ニューヨーク市観光会議局のメンバーが2023年11月に来日し、観光業界パートナー10社とともに、日本の旅行業界やメディアに対して現地の観光開発の状況や最新情報を提供した。

同局によると、2022年にニューヨーク市を訪れた総旅行者数は5670万人。2023年はそれを上回る5960万人と推計している(うち国内旅行者4880万人、海外旅行者1080万人)。同局グローバル・コミュニケーションズ エグゼクティブ・バイスプレジデントのティファニー・タウンゼント氏は「海外からの旅行者数は2019年の85%まで回復しており、ニューヨーク市にとって非常に重要な存在だ」と順調な回復をアピールした。

大規模なインフラ投資・開発を継続、ホテル開業も続々

同局ツーリズム・マーケティング・ディベロップメント シニア・バイスプレジデントのマキコ・マツダ ヒーリー氏は、「空港体験の大幅な向上に加え、ブルックリンとマンハッタンを結ぶニューヨーク・ウォータータクシーにクリーンな水上フェリーが登場するなど、持続可能なインフラ整備が進んでいる」と交通インフラの充実ぶりを説明。

国際空港における大型投資・開発も継続されており、ラガーディア空港では80億ドル規模のリニューアル工事が進行中。交通アクセスとファーストクラス乗客向け設備を拡充、集約されたメイン・ターミナルに生まれ変わる予定だ。また、ジョン・F・ケネディ国際空港で1億2500億万ドルを費やした商業再開発構想がスタート。ニューアーク・リバティ国際空港では年初に27億ドルを投じたターミナルAのリニューアルが完了し、今後は交通渋滞を緩和する2.5マイルの高架鉄道システムの建設に着手する予定だ。

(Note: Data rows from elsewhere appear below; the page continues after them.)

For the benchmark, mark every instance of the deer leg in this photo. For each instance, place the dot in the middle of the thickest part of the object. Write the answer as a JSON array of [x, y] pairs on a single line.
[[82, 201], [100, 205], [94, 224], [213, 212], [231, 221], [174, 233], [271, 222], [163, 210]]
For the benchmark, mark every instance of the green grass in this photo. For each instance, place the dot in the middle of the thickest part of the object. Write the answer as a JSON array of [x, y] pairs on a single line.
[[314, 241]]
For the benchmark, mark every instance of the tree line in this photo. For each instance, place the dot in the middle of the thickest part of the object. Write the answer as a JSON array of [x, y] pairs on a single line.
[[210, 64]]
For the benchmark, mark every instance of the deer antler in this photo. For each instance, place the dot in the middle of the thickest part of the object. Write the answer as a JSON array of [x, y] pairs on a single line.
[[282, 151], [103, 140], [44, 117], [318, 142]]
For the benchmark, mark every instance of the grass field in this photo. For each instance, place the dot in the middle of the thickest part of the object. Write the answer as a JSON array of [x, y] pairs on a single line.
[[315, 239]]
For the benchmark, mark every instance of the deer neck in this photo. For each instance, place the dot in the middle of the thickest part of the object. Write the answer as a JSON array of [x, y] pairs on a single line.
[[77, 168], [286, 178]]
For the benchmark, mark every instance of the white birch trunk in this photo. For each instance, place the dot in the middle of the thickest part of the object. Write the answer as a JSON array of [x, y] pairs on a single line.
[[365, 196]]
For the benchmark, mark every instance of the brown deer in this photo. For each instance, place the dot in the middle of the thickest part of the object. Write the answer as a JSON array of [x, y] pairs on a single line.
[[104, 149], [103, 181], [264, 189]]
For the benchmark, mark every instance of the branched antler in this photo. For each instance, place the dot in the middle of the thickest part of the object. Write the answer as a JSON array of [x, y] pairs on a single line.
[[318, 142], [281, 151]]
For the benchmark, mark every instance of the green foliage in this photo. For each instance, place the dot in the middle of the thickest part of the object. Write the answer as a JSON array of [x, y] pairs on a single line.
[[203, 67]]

また、アマン、Vocoをはじめとした高級ホテルも続々と登場。客室数は今後3年間で1万室ほど増加する予定だという。2023年は「Tempo by Hilton Times Square」などが開業し、2024年にも「The Warren Street Hotel」がオープンする。ニューヨーク市全域でヒップホップ50周年イベントがおこなわれるほか、アート&カルチャーのイベントも数多く開催される予定だ。

日本人客の本格回復は2026年と予測

日本人旅行者については、2023年は前年比2倍以上の19万7000人に達すると予測。パンデミック以前のレベルに戻るのは2026年とみている。一方で、2022年の日本人旅行者の平均滞在日数は12日、旅行者一人あたりの平均消費額は2500ドル(日本円で37万5000円)で、高級レストランや体験を好む傾向があるという。こうしたことから、回復が緩やかであっても同局では日本市場を重要視。プロモーション活動を強化する見解を示した。

日本人旅行者は旅行会社を介した予約をする旅行者が多いのも特徴で、同局は旅行業界関係者向け支援も強化。日本語字幕付きの無料オンラインツール「NYC Travel Trade Academy」を開始した。行政区ごとの豊富な観光情報を旅程に組み込んでもらうのがねらいだ。

同局では、東京都と相互に観光プロモーションを行うパートナーシップも更新。その一環として11月6~19日の期間中、都営地下鉄の車内及び都営バスの停留所にデジタル広告を掲出し、ニューヨーク市のプロモーションに加え、JALのニューヨーク/羽田線の就航も紹介した。また、ニューヨーク市内では、2023年12月11日から2024年1月7日まで東京のプロモーションを実施。市内の公共Wi-Fiステーションやバスの停留所に東京のデジタル広告を掲出するほか、オンラインやSNSのプロモーションも予定するなど、双方向での人流拡大を図る。